On that date, the final phase of the ELD Mandate will kick in. Carriers with existing AOBRDs can continue to use them until then but, from that point, carriers that fall under the rule must move from using AOBRDs to use certified and registered ELDs or face operational, financial and safety scoring penalties.
When preparing for this transition, many fleet executives see technology as the highest priority for change. However, the technology that allows AOBRDs to change to ELDs is straightforward for the most part.

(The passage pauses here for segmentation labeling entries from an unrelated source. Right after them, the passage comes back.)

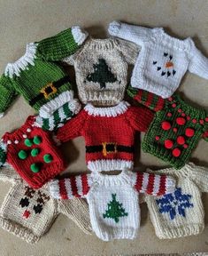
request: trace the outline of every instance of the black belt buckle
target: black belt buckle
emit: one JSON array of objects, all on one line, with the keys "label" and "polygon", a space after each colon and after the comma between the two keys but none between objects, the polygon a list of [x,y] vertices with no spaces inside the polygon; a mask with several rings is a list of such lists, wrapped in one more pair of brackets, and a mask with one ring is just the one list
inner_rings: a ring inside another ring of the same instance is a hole
[{"label": "black belt buckle", "polygon": [[117,144],[114,142],[103,142],[103,154],[106,156],[109,153],[117,153]]}]

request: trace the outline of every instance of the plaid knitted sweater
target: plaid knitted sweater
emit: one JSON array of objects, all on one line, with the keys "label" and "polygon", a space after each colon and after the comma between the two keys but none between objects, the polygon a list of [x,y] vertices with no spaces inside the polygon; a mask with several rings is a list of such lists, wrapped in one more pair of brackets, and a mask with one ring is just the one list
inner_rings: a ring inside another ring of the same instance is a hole
[{"label": "plaid knitted sweater", "polygon": [[0,77],[0,113],[7,110],[14,98],[21,94],[42,117],[73,99],[69,76],[55,62],[67,57],[86,38],[79,27],[55,36],[27,45],[26,53],[6,66]]},{"label": "plaid knitted sweater", "polygon": [[131,84],[166,99],[179,87],[187,70],[208,79],[208,59],[195,46],[193,40],[170,36],[162,28],[148,28],[113,21],[112,36],[142,46]]},{"label": "plaid knitted sweater", "polygon": [[208,115],[204,109],[190,106],[176,93],[167,100],[130,87],[127,93],[157,111],[143,141],[144,152],[180,169],[189,161],[199,140],[207,140]]},{"label": "plaid knitted sweater", "polygon": [[123,100],[128,64],[135,64],[138,52],[136,44],[130,42],[90,37],[65,59],[74,67],[81,101],[109,107]]},{"label": "plaid knitted sweater", "polygon": [[134,239],[140,225],[138,192],[164,195],[174,190],[166,175],[123,171],[119,175],[82,174],[50,184],[57,199],[86,197],[92,228],[102,240]]},{"label": "plaid knitted sweater", "polygon": [[35,116],[13,132],[6,132],[1,141],[0,164],[7,163],[27,184],[39,188],[64,171],[63,157],[52,134],[34,126]]},{"label": "plaid knitted sweater", "polygon": [[88,104],[74,118],[58,130],[62,142],[83,136],[90,171],[133,168],[135,132],[146,132],[153,118],[148,108],[121,101],[114,107]]},{"label": "plaid knitted sweater", "polygon": [[201,233],[204,228],[201,196],[202,192],[208,192],[208,169],[189,163],[178,172],[167,168],[150,172],[166,173],[176,180],[172,194],[154,197],[144,196],[157,236],[173,239]]}]

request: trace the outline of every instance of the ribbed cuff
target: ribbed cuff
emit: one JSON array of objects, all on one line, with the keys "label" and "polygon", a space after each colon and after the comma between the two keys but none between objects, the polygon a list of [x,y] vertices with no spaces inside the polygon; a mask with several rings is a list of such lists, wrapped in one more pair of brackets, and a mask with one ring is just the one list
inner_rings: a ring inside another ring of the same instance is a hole
[{"label": "ribbed cuff", "polygon": [[34,244],[40,239],[40,236],[35,235],[32,230],[13,220],[0,217],[0,225],[4,230],[12,233],[27,243]]}]

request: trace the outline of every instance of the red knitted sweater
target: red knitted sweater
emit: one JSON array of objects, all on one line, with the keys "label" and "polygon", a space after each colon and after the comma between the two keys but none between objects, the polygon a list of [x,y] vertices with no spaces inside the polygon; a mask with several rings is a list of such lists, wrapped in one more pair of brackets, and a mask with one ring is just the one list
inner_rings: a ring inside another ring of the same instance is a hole
[{"label": "red knitted sweater", "polygon": [[65,142],[83,136],[90,171],[132,169],[135,132],[146,132],[153,116],[148,108],[126,101],[109,108],[88,104],[58,131],[57,137]]}]

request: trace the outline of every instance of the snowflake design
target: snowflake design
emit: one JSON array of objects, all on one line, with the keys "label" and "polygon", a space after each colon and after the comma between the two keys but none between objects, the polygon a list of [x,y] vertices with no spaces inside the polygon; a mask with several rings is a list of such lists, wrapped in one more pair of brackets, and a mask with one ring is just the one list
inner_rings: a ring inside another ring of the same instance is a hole
[{"label": "snowflake design", "polygon": [[159,207],[160,213],[169,213],[171,220],[174,220],[177,214],[186,218],[186,208],[192,208],[191,195],[182,194],[181,188],[176,188],[174,193],[163,196],[162,198],[157,199],[156,203]]}]

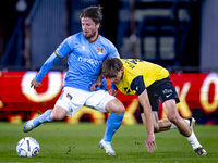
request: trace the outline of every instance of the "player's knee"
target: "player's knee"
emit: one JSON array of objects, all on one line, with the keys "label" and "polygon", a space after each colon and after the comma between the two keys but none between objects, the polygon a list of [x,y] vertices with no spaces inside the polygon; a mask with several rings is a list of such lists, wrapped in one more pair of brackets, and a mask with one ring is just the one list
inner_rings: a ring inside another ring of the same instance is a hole
[{"label": "player's knee", "polygon": [[174,125],[177,125],[178,122],[179,122],[179,117],[175,116],[175,115],[169,116],[168,120],[169,120],[171,123],[173,123]]},{"label": "player's knee", "polygon": [[125,113],[125,108],[123,104],[119,104],[118,108],[117,108],[117,111],[120,113],[120,114],[123,114]]},{"label": "player's knee", "polygon": [[154,133],[158,133],[160,130],[159,124],[154,123]]},{"label": "player's knee", "polygon": [[62,114],[58,114],[57,112],[52,112],[51,115],[50,115],[50,118],[52,121],[60,121],[60,120],[63,120],[63,115]]}]

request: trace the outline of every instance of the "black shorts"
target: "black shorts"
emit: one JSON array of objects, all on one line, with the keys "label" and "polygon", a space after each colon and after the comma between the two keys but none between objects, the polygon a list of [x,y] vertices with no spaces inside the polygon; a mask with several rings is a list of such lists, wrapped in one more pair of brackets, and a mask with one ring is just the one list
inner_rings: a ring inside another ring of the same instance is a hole
[{"label": "black shorts", "polygon": [[[150,86],[147,87],[147,93],[149,103],[152,105],[152,111],[158,112],[159,100],[164,103],[167,100],[174,99],[177,103],[180,102],[175,87],[172,86],[172,83],[169,77],[161,80],[157,80]],[[141,113],[144,113],[143,106],[140,104]]]}]

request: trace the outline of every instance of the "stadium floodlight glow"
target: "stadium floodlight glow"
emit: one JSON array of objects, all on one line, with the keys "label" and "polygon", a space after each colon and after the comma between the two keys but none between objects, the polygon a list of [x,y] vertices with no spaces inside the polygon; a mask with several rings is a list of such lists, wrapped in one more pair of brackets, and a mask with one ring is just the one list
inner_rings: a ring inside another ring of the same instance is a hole
[{"label": "stadium floodlight glow", "polygon": [[25,12],[27,9],[27,2],[25,0],[17,0],[15,9],[19,12]]}]

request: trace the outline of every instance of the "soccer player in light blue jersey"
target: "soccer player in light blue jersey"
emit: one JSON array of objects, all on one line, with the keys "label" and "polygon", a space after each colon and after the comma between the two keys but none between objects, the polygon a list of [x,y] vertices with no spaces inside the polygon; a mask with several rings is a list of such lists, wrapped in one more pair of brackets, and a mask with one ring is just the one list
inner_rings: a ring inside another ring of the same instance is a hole
[{"label": "soccer player in light blue jersey", "polygon": [[[82,32],[68,37],[44,63],[38,74],[31,82],[31,87],[38,88],[41,79],[55,63],[68,57],[69,70],[64,78],[62,93],[52,110],[47,110],[23,126],[27,133],[43,123],[63,120],[73,116],[83,105],[111,113],[107,120],[107,133],[99,147],[108,155],[116,155],[111,146],[111,138],[120,127],[125,109],[113,96],[107,92],[106,82],[98,85],[102,62],[108,58],[120,58],[116,47],[98,34],[102,21],[101,7],[89,7],[82,10]],[[98,86],[92,91],[92,86]]]}]

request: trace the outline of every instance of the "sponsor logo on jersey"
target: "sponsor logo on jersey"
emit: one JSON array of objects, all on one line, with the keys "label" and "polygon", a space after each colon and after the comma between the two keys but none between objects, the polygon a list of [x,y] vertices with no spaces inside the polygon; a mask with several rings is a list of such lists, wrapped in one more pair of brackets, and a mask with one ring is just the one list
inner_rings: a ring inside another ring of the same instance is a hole
[{"label": "sponsor logo on jersey", "polygon": [[82,50],[85,51],[85,47],[84,46],[82,46]]},{"label": "sponsor logo on jersey", "polygon": [[104,54],[104,48],[97,47],[97,53],[98,54]]}]

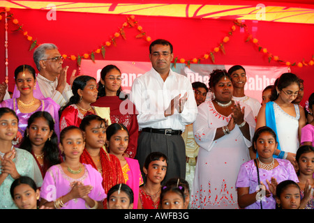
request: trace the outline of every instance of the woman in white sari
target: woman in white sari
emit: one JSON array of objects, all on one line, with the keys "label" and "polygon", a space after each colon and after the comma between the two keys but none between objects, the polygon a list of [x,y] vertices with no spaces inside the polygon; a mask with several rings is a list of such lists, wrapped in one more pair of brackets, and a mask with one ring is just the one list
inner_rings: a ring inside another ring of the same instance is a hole
[{"label": "woman in white sari", "polygon": [[233,101],[231,77],[216,70],[209,79],[215,98],[198,107],[193,124],[200,145],[192,208],[238,208],[235,182],[240,165],[250,160],[255,121],[248,106]]}]

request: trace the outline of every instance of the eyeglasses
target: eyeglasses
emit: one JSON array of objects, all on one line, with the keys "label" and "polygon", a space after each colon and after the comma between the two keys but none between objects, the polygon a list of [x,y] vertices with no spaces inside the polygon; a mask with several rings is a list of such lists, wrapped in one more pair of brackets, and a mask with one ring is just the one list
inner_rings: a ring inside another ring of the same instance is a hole
[{"label": "eyeglasses", "polygon": [[63,59],[64,59],[64,58],[62,56],[54,56],[54,57],[49,58],[49,59],[42,59],[42,61],[52,60],[52,61],[54,61],[54,62],[59,62],[59,61],[63,61]]},{"label": "eyeglasses", "polygon": [[281,91],[283,91],[288,97],[291,97],[291,96],[297,97],[298,95],[298,93],[292,93],[292,92],[287,93],[287,92],[285,92],[283,90],[281,90]]},{"label": "eyeglasses", "polygon": [[107,79],[112,82],[114,81],[115,79],[117,79],[117,82],[121,82],[122,80],[122,78],[121,78],[121,77],[107,77],[105,79]]}]

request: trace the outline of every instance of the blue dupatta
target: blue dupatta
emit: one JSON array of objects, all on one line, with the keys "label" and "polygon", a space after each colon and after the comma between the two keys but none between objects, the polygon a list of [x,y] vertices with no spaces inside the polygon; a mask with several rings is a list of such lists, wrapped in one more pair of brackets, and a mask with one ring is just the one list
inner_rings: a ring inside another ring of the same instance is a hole
[{"label": "blue dupatta", "polygon": [[[275,112],[274,111],[274,102],[268,102],[266,103],[265,107],[266,126],[271,128],[276,133],[276,137],[278,142],[277,148],[280,151],[281,146],[279,139],[278,138],[277,128],[276,127]],[[278,155],[274,155],[274,158],[277,158]]]}]

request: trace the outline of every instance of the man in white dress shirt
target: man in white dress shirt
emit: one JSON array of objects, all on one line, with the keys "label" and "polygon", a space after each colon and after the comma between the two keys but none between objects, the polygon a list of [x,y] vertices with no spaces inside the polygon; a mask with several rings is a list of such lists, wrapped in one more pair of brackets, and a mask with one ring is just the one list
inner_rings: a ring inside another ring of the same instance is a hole
[{"label": "man in white dress shirt", "polygon": [[135,79],[130,94],[142,130],[135,158],[142,171],[149,153],[164,153],[168,158],[165,182],[173,177],[185,178],[186,151],[181,134],[186,125],[194,122],[197,114],[190,82],[170,69],[172,49],[171,43],[165,40],[151,43],[149,59],[152,68]]},{"label": "man in white dress shirt", "polygon": [[[34,97],[38,99],[51,98],[61,107],[64,106],[73,94],[71,86],[66,82],[68,66],[62,68],[63,58],[58,47],[52,43],[42,44],[35,49],[33,58],[39,71],[36,76]],[[70,83],[76,77],[75,72],[76,70],[73,70]],[[15,87],[13,98],[18,97],[20,91]]]}]

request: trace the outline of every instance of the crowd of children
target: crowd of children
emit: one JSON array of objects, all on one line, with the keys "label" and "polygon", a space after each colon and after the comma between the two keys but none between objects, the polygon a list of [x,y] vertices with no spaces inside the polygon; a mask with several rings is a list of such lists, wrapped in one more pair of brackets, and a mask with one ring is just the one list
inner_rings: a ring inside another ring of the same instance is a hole
[{"label": "crowd of children", "polygon": [[[116,67],[112,69],[119,70]],[[314,121],[305,121],[305,114],[311,118],[314,111],[314,95],[312,93],[310,96],[305,112],[299,105],[292,103],[300,89],[294,75],[283,75],[274,86],[263,91],[262,105],[260,109],[259,107],[259,113],[254,115],[253,109],[248,106],[244,111],[244,104],[241,101],[244,97],[238,97],[239,101],[234,102],[230,92],[227,94],[222,90],[237,84],[233,82],[236,77],[232,75],[239,69],[230,74],[224,70],[211,74],[211,91],[215,93],[216,98],[209,101],[205,102],[209,91],[206,86],[193,87],[195,98],[202,93],[200,91],[197,94],[197,89],[204,88],[204,91],[202,99],[197,100],[199,114],[190,130],[194,132],[197,144],[197,153],[186,155],[187,167],[193,169],[192,175],[165,180],[169,166],[167,155],[151,153],[140,169],[139,161],[135,158],[136,148],[132,138],[135,135],[137,137],[137,133],[130,133],[134,125],[126,127],[123,121],[119,121],[119,118],[130,121],[133,117],[126,119],[119,114],[117,121],[114,121],[112,117],[104,116],[101,109],[93,105],[98,92],[95,79],[80,76],[75,79],[73,96],[60,109],[59,119],[56,117],[55,109],[50,112],[40,108],[44,101],[35,100],[29,107],[19,104],[20,99],[33,97],[36,77],[30,70],[24,66],[16,71],[21,96],[16,103],[13,100],[16,104],[13,103],[14,109],[9,108],[6,102],[0,108],[0,208],[205,208],[214,202],[209,197],[207,201],[204,198],[204,201],[197,200],[202,198],[203,192],[214,197],[216,194],[211,191],[214,187],[210,187],[209,182],[214,185],[215,179],[224,178],[223,174],[226,171],[232,175],[232,187],[237,192],[237,194],[232,194],[237,197],[232,206],[248,209],[314,208]],[[119,70],[114,75],[117,77],[110,77],[111,81],[121,82]],[[23,84],[25,80],[31,84],[29,84],[29,89]],[[226,85],[220,86],[220,84]],[[102,87],[110,97],[110,86],[103,82]],[[115,87],[114,95],[121,90],[121,82]],[[227,106],[222,103],[225,98],[231,102],[232,109],[227,110]],[[269,100],[271,103],[267,103]],[[38,104],[37,107],[30,111],[32,106],[36,107],[36,103]],[[273,110],[267,112],[270,105]],[[209,107],[211,107],[210,112]],[[209,114],[213,109],[216,114],[225,112],[226,118],[215,123]],[[272,116],[276,116],[277,122],[271,123],[274,121],[269,120]],[[56,123],[59,125],[57,129]],[[207,125],[209,123],[217,126],[211,129]],[[18,132],[23,137],[17,141]],[[299,141],[298,135],[301,136]],[[230,142],[227,150],[226,139],[236,141],[233,144]],[[132,147],[129,146],[130,141]],[[243,150],[241,163],[233,164],[230,169],[231,166],[225,164],[230,164],[241,155],[235,151],[237,146],[239,151]],[[286,151],[287,147],[292,149]],[[250,155],[249,148],[252,148]],[[216,157],[214,153],[209,153],[214,151],[216,151]],[[217,158],[221,156],[227,159]],[[216,166],[207,166],[207,162],[214,162]],[[223,171],[223,168],[225,169]],[[209,171],[210,174],[204,174]],[[216,178],[213,173],[216,173]],[[209,185],[208,190],[202,187],[202,182]],[[230,181],[224,178],[223,182],[227,185]]]}]

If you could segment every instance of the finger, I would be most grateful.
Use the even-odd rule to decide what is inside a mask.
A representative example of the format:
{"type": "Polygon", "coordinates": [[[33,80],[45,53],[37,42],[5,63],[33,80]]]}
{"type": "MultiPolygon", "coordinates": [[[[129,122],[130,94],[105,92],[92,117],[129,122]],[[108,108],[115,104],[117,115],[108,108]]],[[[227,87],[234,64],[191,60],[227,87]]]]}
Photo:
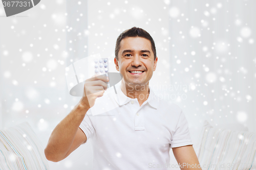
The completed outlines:
{"type": "Polygon", "coordinates": [[[101,80],[103,82],[108,82],[109,79],[108,76],[106,76],[106,75],[95,75],[91,79],[89,79],[90,81],[95,81],[95,80],[101,80]]]}

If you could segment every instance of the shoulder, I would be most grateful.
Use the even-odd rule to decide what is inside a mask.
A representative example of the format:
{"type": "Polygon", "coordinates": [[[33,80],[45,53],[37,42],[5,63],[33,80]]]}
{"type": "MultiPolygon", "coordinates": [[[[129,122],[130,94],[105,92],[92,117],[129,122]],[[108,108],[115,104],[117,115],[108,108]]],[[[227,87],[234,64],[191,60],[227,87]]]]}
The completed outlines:
{"type": "Polygon", "coordinates": [[[182,109],[177,104],[171,101],[159,100],[158,102],[159,108],[164,109],[167,112],[180,114],[182,111],[182,109]]]}

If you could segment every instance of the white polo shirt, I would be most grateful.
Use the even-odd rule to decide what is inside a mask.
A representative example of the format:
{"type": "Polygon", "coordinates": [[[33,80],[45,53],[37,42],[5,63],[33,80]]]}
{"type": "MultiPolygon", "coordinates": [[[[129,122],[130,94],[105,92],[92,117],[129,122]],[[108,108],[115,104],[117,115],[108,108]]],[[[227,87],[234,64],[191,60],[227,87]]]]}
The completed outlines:
{"type": "Polygon", "coordinates": [[[117,95],[113,90],[96,99],[79,126],[92,140],[93,169],[152,169],[157,165],[167,169],[171,148],[193,144],[182,110],[159,99],[150,86],[140,107],[120,84],[116,88],[117,95]],[[116,107],[93,116],[91,109],[101,109],[103,102],[116,107]]]}

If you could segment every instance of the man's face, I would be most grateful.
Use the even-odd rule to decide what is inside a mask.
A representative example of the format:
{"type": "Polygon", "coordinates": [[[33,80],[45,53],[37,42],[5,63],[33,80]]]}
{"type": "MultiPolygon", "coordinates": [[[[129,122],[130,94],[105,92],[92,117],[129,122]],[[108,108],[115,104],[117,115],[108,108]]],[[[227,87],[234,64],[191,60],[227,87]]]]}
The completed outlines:
{"type": "Polygon", "coordinates": [[[148,83],[156,70],[157,57],[154,60],[151,43],[148,39],[126,37],[121,41],[118,61],[116,58],[114,61],[125,84],[134,86],[148,83]]]}

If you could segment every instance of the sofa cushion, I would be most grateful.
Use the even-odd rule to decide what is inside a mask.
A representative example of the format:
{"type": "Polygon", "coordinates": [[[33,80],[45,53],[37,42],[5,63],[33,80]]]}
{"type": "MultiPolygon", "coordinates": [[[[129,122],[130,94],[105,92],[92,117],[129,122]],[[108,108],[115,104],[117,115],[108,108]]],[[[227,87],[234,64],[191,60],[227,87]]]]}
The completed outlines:
{"type": "Polygon", "coordinates": [[[203,169],[255,169],[256,133],[213,128],[205,120],[196,153],[203,169]]]}
{"type": "Polygon", "coordinates": [[[27,122],[0,130],[0,169],[49,169],[44,150],[27,122]]]}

AOBRDs can be updated via over-the-air software updates, as long as the hardware is ELD ready.
Instead, the real challenges are expected to come in the non-technology processes and procedures, which will affect almost all areas of carrier and driver workflows—from safety and compliance to driver training, dispatch, shipper and receiver relationships, right down to the driver’s daily routine in the cab. Drivers have more control over their own RODS but also new responsibilities to account for their activities. Fleets must adjust also, from helping drivers to deal with a lack of parking before their hours run out, to identifying tardy shippers who delay drivers unnecessarily at the dock.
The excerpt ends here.